In the same vein, no federal judge — all of whom certainly do understand the AO’s role and capacity — would see ordinary partisan activity by an AO employee as a threat to judicial integrity.
The AO argued that its policy was a necessary response to the current climate of hyper-partisanship, especially as it is fueled by social media. There is surely much truth to that view. There are numerous recent examples of political operatives, journalists, and even elected officials using both mainstream and social media to question the integrity of the judiciary based on isolated events. And the AO, as the administrative arm of the Third Branch, is right to be concerned that such attacks can erode judicial legitimacy. If the courts are seen as less legitimate — even if the view is unfounded — they are at risk of losing other critical resources like funding, jurisdiction, human resources, and even cases to adjudicate.
But while the AO’s diagnosis of the danger was correct, its prescribed treatment was worse than the disease. It views the courts’ resource dependence not as a simple fact of interdependence — a reality that affects almost every public or private organization — but rather as a fatal flaw which must be deemphasized as much as possible. Put differently, the AO’s solution is to lay low, not make trouble, and avoid activity that might draw the attention of resource providers. The same fear seems to be driving the Judicial Conference’s ill-considered proposal to ban federal judges from affiliating with the left-leaning American Constitution Society or the right/libertarian leaning Federalist Society.

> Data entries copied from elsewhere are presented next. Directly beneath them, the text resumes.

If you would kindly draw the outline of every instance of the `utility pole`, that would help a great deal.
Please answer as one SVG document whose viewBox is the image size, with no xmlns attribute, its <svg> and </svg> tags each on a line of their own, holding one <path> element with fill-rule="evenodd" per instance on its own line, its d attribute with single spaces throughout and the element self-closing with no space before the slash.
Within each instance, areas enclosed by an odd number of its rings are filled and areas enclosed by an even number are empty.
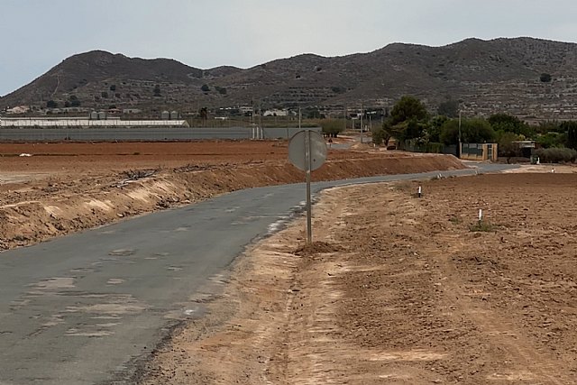
<svg viewBox="0 0 577 385">
<path fill-rule="evenodd" d="M 362 144 L 362 105 L 361 105 L 361 144 Z"/>
<path fill-rule="evenodd" d="M 461 144 L 461 109 L 459 109 L 459 158 L 461 158 L 461 149 L 463 148 Z"/>
</svg>

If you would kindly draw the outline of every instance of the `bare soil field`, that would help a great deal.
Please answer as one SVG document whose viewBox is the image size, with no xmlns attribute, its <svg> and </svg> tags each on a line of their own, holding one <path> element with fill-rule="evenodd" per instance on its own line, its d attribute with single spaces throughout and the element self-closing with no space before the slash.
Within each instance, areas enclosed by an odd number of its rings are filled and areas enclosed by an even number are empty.
<svg viewBox="0 0 577 385">
<path fill-rule="evenodd" d="M 451 156 L 365 145 L 330 151 L 313 179 L 463 167 Z M 288 161 L 286 141 L 0 143 L 0 251 L 240 188 L 303 180 Z"/>
<path fill-rule="evenodd" d="M 325 191 L 142 383 L 577 383 L 577 175 L 533 170 Z"/>
</svg>

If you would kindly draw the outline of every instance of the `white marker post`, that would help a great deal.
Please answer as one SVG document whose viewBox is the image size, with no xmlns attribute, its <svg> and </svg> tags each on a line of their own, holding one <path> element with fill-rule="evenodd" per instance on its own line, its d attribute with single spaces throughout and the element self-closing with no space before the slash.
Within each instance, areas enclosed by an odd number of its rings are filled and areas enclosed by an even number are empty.
<svg viewBox="0 0 577 385">
<path fill-rule="evenodd" d="M 313 209 L 312 205 L 310 203 L 310 171 L 311 171 L 311 150 L 310 150 L 310 130 L 307 131 L 307 135 L 305 136 L 305 165 L 307 168 L 307 243 L 313 243 L 313 224 L 312 218 Z"/>
</svg>

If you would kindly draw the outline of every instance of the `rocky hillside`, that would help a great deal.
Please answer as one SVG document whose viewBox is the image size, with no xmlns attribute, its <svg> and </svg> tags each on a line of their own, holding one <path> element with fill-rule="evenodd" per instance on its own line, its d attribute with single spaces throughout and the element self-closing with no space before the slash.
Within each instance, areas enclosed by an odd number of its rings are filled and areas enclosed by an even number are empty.
<svg viewBox="0 0 577 385">
<path fill-rule="evenodd" d="M 453 99 L 466 114 L 577 118 L 577 44 L 532 38 L 468 39 L 444 47 L 394 43 L 370 53 L 299 55 L 247 69 L 200 69 L 167 59 L 91 51 L 0 98 L 0 108 L 41 110 L 52 100 L 80 110 L 196 113 L 254 101 L 262 108 L 342 112 L 388 108 L 403 95 L 421 98 L 432 111 Z"/>
</svg>

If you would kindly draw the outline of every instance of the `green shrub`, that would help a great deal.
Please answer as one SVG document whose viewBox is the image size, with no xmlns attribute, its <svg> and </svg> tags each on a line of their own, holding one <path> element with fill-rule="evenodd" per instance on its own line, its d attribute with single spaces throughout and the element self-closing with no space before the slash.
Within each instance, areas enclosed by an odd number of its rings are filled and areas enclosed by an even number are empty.
<svg viewBox="0 0 577 385">
<path fill-rule="evenodd" d="M 536 151 L 540 161 L 544 163 L 572 162 L 577 158 L 577 151 L 566 147 L 551 147 Z"/>
</svg>

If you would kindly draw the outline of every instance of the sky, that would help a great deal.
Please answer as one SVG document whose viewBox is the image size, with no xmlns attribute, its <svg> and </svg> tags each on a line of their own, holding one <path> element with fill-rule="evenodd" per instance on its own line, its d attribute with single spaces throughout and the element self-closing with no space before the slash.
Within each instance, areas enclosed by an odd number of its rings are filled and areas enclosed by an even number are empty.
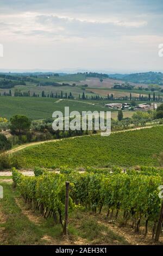
<svg viewBox="0 0 163 256">
<path fill-rule="evenodd" d="M 162 0 L 0 0 L 0 70 L 163 71 Z"/>
</svg>

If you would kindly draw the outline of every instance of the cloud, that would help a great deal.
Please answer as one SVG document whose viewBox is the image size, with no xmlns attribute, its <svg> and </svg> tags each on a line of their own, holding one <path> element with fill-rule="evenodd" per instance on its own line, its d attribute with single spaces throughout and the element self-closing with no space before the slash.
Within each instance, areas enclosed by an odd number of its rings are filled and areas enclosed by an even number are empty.
<svg viewBox="0 0 163 256">
<path fill-rule="evenodd" d="M 162 10 L 162 0 L 1 0 L 3 65 L 159 67 Z"/>
</svg>

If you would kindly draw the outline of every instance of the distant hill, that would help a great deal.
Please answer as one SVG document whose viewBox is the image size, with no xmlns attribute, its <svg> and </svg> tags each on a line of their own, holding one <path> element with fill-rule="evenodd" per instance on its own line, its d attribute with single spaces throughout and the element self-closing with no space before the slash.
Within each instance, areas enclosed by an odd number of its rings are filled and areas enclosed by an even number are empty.
<svg viewBox="0 0 163 256">
<path fill-rule="evenodd" d="M 110 78 L 121 79 L 136 83 L 158 84 L 163 86 L 163 73 L 161 72 L 147 72 L 130 74 L 115 74 L 109 75 Z"/>
</svg>

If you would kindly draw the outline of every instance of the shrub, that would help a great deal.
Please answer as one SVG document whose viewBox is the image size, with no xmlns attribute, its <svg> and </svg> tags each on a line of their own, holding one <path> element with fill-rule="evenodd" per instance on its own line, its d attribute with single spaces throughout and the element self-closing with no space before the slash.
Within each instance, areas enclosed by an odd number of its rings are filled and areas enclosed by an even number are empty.
<svg viewBox="0 0 163 256">
<path fill-rule="evenodd" d="M 11 148 L 11 142 L 3 134 L 0 134 L 0 150 L 6 150 Z"/>
<path fill-rule="evenodd" d="M 40 167 L 35 167 L 34 173 L 35 176 L 40 176 L 43 174 L 44 172 L 44 169 Z"/>
</svg>

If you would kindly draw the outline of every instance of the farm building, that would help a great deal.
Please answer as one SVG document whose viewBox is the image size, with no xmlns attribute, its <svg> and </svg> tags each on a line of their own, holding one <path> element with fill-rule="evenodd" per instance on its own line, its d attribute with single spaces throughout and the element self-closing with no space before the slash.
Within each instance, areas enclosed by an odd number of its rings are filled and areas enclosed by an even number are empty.
<svg viewBox="0 0 163 256">
<path fill-rule="evenodd" d="M 121 109 L 122 106 L 123 106 L 124 108 L 128 108 L 130 106 L 130 104 L 128 103 L 110 103 L 105 105 L 105 107 L 109 107 L 109 108 Z"/>
<path fill-rule="evenodd" d="M 122 108 L 122 103 L 110 103 L 110 104 L 105 104 L 105 107 L 109 107 L 109 108 Z"/>
</svg>

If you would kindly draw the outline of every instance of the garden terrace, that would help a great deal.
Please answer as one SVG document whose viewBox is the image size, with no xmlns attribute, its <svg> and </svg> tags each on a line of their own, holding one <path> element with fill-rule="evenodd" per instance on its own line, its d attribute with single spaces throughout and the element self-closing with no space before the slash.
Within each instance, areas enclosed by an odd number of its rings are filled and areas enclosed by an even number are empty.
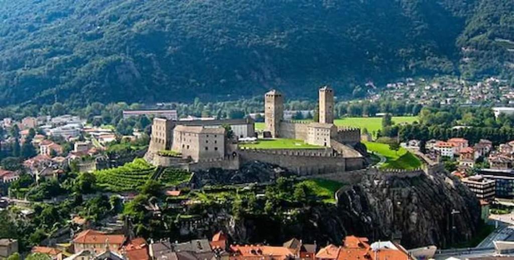
<svg viewBox="0 0 514 260">
<path fill-rule="evenodd" d="M 421 162 L 414 155 L 400 147 L 397 151 L 391 150 L 386 143 L 365 142 L 368 152 L 378 154 L 386 158 L 381 168 L 414 170 L 421 166 Z"/>
<path fill-rule="evenodd" d="M 96 171 L 99 187 L 113 192 L 136 190 L 150 179 L 157 168 L 144 159 L 136 158 L 122 166 Z"/>
<path fill-rule="evenodd" d="M 320 149 L 322 146 L 305 143 L 301 140 L 277 138 L 259 139 L 239 145 L 243 149 Z"/>
</svg>

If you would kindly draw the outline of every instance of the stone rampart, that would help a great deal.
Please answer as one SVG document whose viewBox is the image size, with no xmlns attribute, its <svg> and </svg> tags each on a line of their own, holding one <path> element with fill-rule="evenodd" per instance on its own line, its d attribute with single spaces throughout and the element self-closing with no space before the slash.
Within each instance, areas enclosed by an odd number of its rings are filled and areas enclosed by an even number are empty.
<svg viewBox="0 0 514 260">
<path fill-rule="evenodd" d="M 281 138 L 307 140 L 308 123 L 283 121 L 279 125 L 280 136 Z"/>
<path fill-rule="evenodd" d="M 188 164 L 186 168 L 182 168 L 190 172 L 200 170 L 208 170 L 211 168 L 219 168 L 225 170 L 238 170 L 240 166 L 240 157 L 227 155 L 224 158 L 200 160 L 197 162 Z"/>
<path fill-rule="evenodd" d="M 344 172 L 345 159 L 327 152 L 245 150 L 239 151 L 241 163 L 252 161 L 278 165 L 300 176 Z"/>
</svg>

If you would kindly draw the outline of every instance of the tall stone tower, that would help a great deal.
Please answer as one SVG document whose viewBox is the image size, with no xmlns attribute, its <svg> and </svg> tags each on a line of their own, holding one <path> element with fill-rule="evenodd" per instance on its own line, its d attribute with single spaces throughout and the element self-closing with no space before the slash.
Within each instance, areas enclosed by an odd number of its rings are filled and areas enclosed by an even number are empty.
<svg viewBox="0 0 514 260">
<path fill-rule="evenodd" d="M 334 123 L 334 90 L 327 86 L 319 90 L 319 122 Z"/>
<path fill-rule="evenodd" d="M 266 131 L 271 133 L 272 137 L 279 137 L 280 121 L 284 117 L 284 97 L 273 89 L 264 96 L 264 106 Z"/>
</svg>

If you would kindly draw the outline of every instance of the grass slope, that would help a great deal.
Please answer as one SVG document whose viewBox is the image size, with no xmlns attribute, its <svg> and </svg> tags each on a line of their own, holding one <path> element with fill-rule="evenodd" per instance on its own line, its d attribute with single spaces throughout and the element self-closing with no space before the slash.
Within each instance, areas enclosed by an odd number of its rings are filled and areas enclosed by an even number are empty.
<svg viewBox="0 0 514 260">
<path fill-rule="evenodd" d="M 344 185 L 343 183 L 330 180 L 312 179 L 302 181 L 298 184 L 303 184 L 309 188 L 317 197 L 326 203 L 335 203 L 334 194 Z"/>
<path fill-rule="evenodd" d="M 259 140 L 251 143 L 240 144 L 239 147 L 258 149 L 316 149 L 322 148 L 318 145 L 305 143 L 301 140 L 284 138 Z"/>
<path fill-rule="evenodd" d="M 407 150 L 400 148 L 397 152 L 389 148 L 389 145 L 374 142 L 365 142 L 368 151 L 377 153 L 386 157 L 382 165 L 386 169 L 412 170 L 421 166 L 421 161 Z"/>
<path fill-rule="evenodd" d="M 144 159 L 136 158 L 122 166 L 95 171 L 100 187 L 114 192 L 133 191 L 150 179 L 156 168 Z"/>
</svg>

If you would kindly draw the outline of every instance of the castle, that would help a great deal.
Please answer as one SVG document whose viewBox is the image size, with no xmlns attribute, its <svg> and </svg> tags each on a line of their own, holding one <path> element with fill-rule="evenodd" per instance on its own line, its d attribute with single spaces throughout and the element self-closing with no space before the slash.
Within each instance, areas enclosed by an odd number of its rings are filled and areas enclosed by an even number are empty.
<svg viewBox="0 0 514 260">
<path fill-rule="evenodd" d="M 358 152 L 358 128 L 334 124 L 334 90 L 319 89 L 319 122 L 283 119 L 284 97 L 272 90 L 265 95 L 264 138 L 303 140 L 314 149 L 240 149 L 234 139 L 255 137 L 251 119 L 176 121 L 155 118 L 145 158 L 160 166 L 189 170 L 218 168 L 236 170 L 245 162 L 261 161 L 301 175 L 333 173 L 362 169 L 365 160 Z M 236 138 L 227 138 L 228 125 Z M 356 147 L 357 148 L 356 149 Z"/>
</svg>

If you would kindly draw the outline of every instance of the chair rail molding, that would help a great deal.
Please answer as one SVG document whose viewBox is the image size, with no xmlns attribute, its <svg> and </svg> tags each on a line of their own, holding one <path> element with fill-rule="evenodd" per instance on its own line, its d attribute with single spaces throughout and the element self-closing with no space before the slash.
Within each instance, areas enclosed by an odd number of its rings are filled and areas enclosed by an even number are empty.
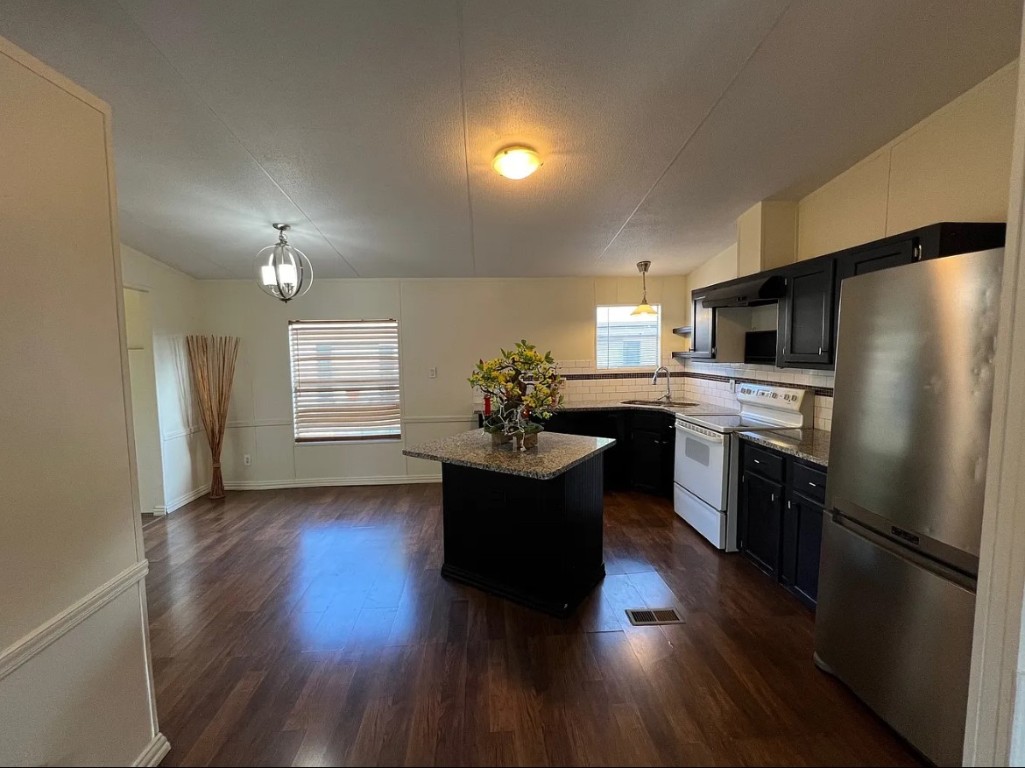
<svg viewBox="0 0 1025 768">
<path fill-rule="evenodd" d="M 60 611 L 49 621 L 40 624 L 20 640 L 4 648 L 0 651 L 0 680 L 74 630 L 130 587 L 141 581 L 149 572 L 149 561 L 140 560 Z"/>
</svg>

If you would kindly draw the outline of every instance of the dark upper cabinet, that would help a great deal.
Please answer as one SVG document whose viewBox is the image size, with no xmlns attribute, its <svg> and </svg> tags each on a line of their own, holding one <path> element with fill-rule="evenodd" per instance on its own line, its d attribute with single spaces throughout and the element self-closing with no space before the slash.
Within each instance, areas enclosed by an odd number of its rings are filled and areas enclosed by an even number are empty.
<svg viewBox="0 0 1025 768">
<path fill-rule="evenodd" d="M 737 549 L 772 576 L 779 576 L 783 486 L 745 472 L 741 479 Z"/>
<path fill-rule="evenodd" d="M 821 502 L 796 491 L 787 494 L 779 580 L 810 608 L 815 607 L 819 595 L 822 515 Z"/>
<path fill-rule="evenodd" d="M 832 258 L 813 258 L 788 267 L 786 294 L 779 302 L 776 363 L 780 367 L 832 364 Z"/>
<path fill-rule="evenodd" d="M 715 311 L 705 307 L 698 291 L 691 294 L 694 304 L 694 323 L 691 330 L 691 351 L 680 357 L 711 359 L 715 357 Z"/>
</svg>

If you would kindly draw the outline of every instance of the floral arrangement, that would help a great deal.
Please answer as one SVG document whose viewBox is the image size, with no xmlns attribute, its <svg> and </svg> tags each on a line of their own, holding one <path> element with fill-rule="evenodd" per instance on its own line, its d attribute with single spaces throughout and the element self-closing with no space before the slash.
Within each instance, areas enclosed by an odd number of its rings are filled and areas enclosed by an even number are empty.
<svg viewBox="0 0 1025 768">
<path fill-rule="evenodd" d="M 468 380 L 484 393 L 484 429 L 493 435 L 536 435 L 544 429 L 538 419 L 551 418 L 563 402 L 565 379 L 551 353 L 542 355 L 526 339 L 478 362 Z"/>
</svg>

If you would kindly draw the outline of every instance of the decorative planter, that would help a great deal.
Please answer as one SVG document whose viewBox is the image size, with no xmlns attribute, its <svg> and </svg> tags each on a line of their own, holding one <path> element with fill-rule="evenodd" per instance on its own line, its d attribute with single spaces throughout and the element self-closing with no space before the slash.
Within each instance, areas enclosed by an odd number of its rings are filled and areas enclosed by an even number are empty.
<svg viewBox="0 0 1025 768">
<path fill-rule="evenodd" d="M 517 435 L 518 443 L 522 446 L 523 450 L 530 450 L 531 448 L 537 447 L 537 436 L 540 432 L 528 432 L 526 434 Z"/>
</svg>

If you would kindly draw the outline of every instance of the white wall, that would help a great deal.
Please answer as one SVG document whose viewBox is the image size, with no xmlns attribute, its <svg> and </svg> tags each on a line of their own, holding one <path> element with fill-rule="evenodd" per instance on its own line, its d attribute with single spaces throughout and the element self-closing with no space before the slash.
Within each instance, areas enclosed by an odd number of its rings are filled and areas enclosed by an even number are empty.
<svg viewBox="0 0 1025 768">
<path fill-rule="evenodd" d="M 202 495 L 210 485 L 210 451 L 189 385 L 184 337 L 205 332 L 200 281 L 121 246 L 125 285 L 145 290 L 150 310 L 153 365 L 163 464 L 163 514 Z"/>
<path fill-rule="evenodd" d="M 0 39 L 0 763 L 155 763 L 110 109 Z"/>
<path fill-rule="evenodd" d="M 221 457 L 234 488 L 436 480 L 437 463 L 402 448 L 476 425 L 466 377 L 480 358 L 527 338 L 557 359 L 593 361 L 594 307 L 637 304 L 641 293 L 638 277 L 321 280 L 288 305 L 249 280 L 200 287 L 205 331 L 242 338 Z M 685 349 L 671 329 L 686 322 L 686 280 L 652 277 L 648 298 L 662 305 L 663 354 Z M 295 445 L 288 321 L 361 318 L 399 320 L 403 440 Z"/>
</svg>

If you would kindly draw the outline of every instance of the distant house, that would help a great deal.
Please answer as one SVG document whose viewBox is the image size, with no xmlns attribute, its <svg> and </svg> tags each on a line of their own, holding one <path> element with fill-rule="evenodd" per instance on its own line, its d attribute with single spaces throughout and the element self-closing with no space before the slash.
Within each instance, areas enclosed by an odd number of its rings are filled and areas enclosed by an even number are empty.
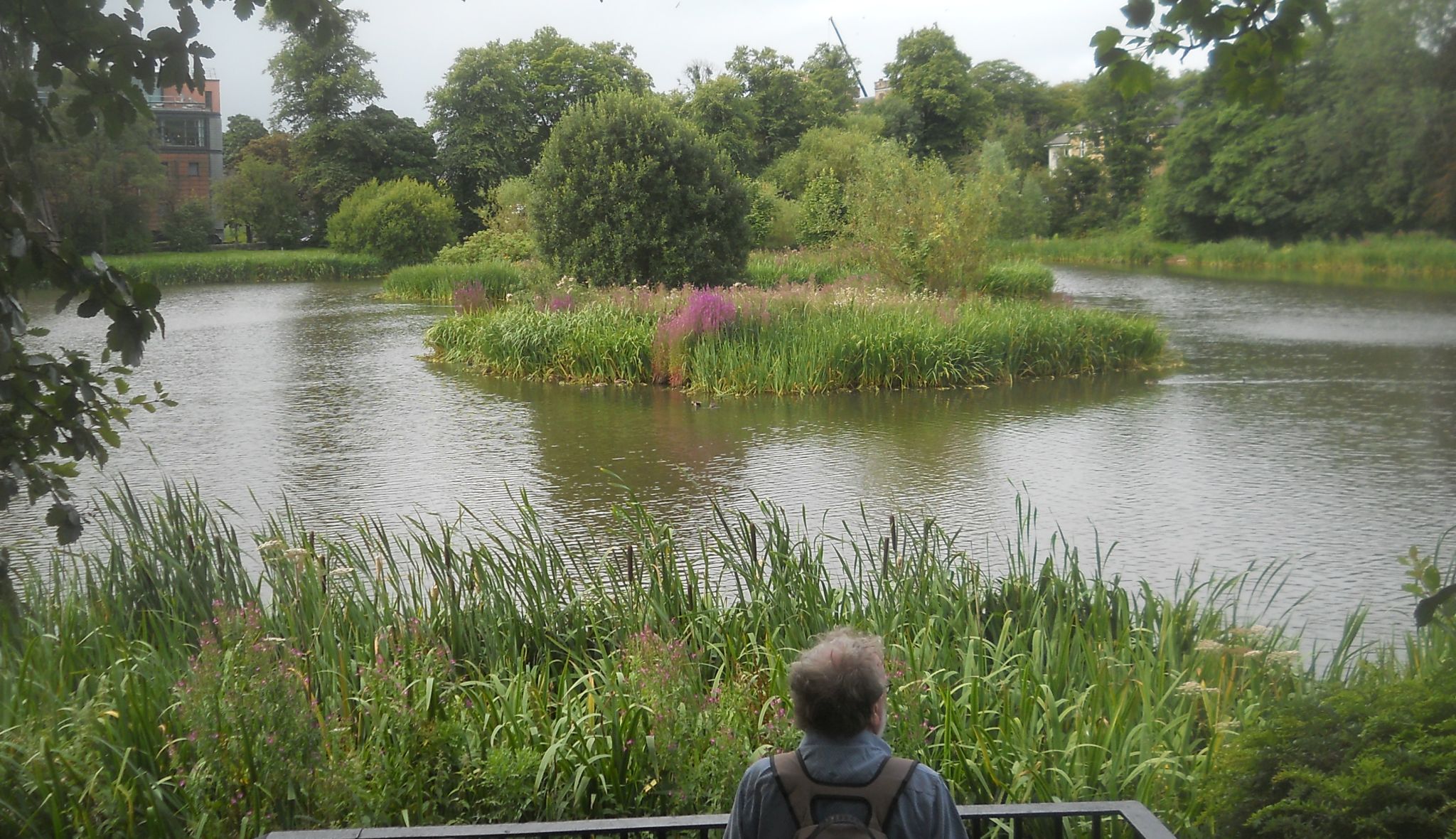
<svg viewBox="0 0 1456 839">
<path fill-rule="evenodd" d="M 1064 131 L 1047 143 L 1047 172 L 1056 172 L 1067 157 L 1102 159 L 1102 137 L 1088 131 L 1086 125 L 1077 125 Z"/>
<path fill-rule="evenodd" d="M 223 181 L 223 103 L 217 79 L 207 79 L 201 90 L 160 89 L 147 93 L 147 105 L 157 121 L 157 153 L 167 175 L 167 192 L 151 211 L 151 230 L 162 229 L 170 207 L 186 201 L 207 201 L 217 221 L 217 185 Z"/>
</svg>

It is generally wise, of course, not to stick your neck out for no reason. But neither is it wise to censor oneself solely because a small cadre of obnoxious people might respond obnoxiously. With respect to the Judicial Conference proposal, I recently wrote, “the courts will not preserve their legitimacy by flinching every time they are accused (however cynically) of partiality, and doing so will only embolden their accusers.” Judge Cooper took the same view of the AO policy:
“[A]llowing the challenged restrictions to stand because someone might twist routine civic expression to their political advantage strikes the Court as akin to endorsing the proverbial heckler’s veto: muffling the speaker in anticipation of a hostile overreaction by the listener. For if the government’s declarants are correct that members of Congress and their staffs would be likely to retaliate against the entire federal judiciary if they knew that an AO employee supported the opposite party, then the problem would lie with Congress (and indeed the country), not the AO.”
The better approach, as I have said before, is for the courts to be bold and assertive about their role as a co-equal branch of the federal government. They should confidently champion the professionalism of their judges and staff, and be as open as possible about how their work gets done. In an age in which transparency is a significant public value, courts should focus less on being obtuse oracles of the law and more on being active participants in the public arena. The doesn’t mean that every judge and staffer needs to be on Twitter, but it does suggest that the courts should redouble their efforts to engage, explain, and educate in the public arena. Judge Cooper’s ruling does exactly that. The AO and Judicial Conference might take much from his example.